Definition:
The main purpose of XPath is to address parts of an XML document. It also provides basic services for the manipulation of strings, numbers and Booleans. XPath uses compact, non-XML syntax to facilitate the use of XPath within URIs and XML attribute values. XPath operates on the abstract and logical structure of an XML document, rather than its surface syntax.
In addition to its use for addressing, XPath is also designed so that it has a natural subset that can be used to match (test whether or not a node matches a pattern); that is why it is used in Alchemy Catalyst to check for conditions within a document.
XPath grew out of efforts to share a common syntax between XSL (XSLT) and XPointer transformations. It allows the search and retrieval of information within an XML document structure. XPath is not an XML syntax: rather, it uses a syntax that refers to the logical structure of an XML document.
Table of Contents
Why Use XPath
XML is not a magic wand; it does not specify how the data is transmitted over the cable or how the data is stored. XML simply determines the format of the data: what is done with the data depends on the programmer. The real power behind XML isn’t just its ability to represent data: the real power of XML lies in helper technologies that, when combined with XML, provide robust solutions, and XPath is one such ancillary technology.
XPath is used in conjunction with XPointer and XSLT for document search. XPath declarations can also be used individually by using the representation of an XML document in a Document Object Model (DOM). Chapter 6 of XML and ASP.NET,“Exploring the System.Xml Namespace,”delves into XPath in the .NET Framework and discusses how XPath declarations can be issued using the System.Xml.XPath namespace. Chapter 5 of XML and ASP.NET,“MSXML Parser,”also shows how to use the MSXML parser to query using XPath declarations.
Xpath: An Analogy to SQL
Considering the possibility of a relational database: is the real power of a database simply the ability to store the data, index it, and specify the relationships between the data tables? After all, a database is supposed to contain the data, so is the ability to handle the data the real advantage behind a relational database? If so, a simple file would suffice for this. It’s easy to see that the real power of a database is the ability to use Structured Query Language (SQL) statements to retrieve subsets of data. To take this a step further example, the fact that SQL is an ANSI standard makes your knowledge of SQL applicable to different databases running on different platforms.

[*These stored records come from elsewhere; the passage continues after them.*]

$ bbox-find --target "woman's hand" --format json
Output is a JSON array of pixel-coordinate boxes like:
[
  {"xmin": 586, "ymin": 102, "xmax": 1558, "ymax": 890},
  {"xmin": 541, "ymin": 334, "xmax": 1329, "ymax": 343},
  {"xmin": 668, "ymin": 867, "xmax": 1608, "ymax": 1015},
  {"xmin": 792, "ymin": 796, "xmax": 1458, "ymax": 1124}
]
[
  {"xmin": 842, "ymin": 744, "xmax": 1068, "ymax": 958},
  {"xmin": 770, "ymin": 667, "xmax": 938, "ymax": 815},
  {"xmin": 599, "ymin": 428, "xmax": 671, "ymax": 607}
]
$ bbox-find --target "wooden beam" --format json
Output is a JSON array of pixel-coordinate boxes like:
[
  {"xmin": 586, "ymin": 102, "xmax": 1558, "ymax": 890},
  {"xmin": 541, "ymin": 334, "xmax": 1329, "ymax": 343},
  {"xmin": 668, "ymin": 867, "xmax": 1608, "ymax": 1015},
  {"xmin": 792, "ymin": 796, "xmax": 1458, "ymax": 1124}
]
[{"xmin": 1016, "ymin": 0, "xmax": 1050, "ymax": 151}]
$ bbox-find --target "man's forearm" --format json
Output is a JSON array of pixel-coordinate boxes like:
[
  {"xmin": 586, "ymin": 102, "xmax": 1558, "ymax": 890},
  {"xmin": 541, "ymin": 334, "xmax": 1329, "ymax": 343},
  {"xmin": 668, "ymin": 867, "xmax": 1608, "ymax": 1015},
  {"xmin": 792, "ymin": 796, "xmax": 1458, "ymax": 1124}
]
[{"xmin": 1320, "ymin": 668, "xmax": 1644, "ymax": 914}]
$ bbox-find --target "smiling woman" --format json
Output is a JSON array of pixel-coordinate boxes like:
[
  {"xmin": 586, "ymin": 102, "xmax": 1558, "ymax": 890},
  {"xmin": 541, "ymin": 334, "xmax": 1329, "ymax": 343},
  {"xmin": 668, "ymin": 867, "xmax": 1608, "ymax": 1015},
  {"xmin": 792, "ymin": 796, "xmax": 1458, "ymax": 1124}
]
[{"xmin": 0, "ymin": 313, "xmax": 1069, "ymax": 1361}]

Using this same logic, XML would simply be a data storage format without a prescribed form of data retrieval. This is exactly what XPath is: XPath is the XML document query language. XPath is the common name used for the XML Path Language. Using XPath statements can retrieve subsets of complex data from XML documents using syntax that is universal across implementations. The same XPath declarations that work within the System.Xml and System.Xml.XPath namespaces must work exactly the same as the XPath declarations in the MSXML parser, and both must work exactly the same as other parsing programs that implement the W3C XPath recommendation.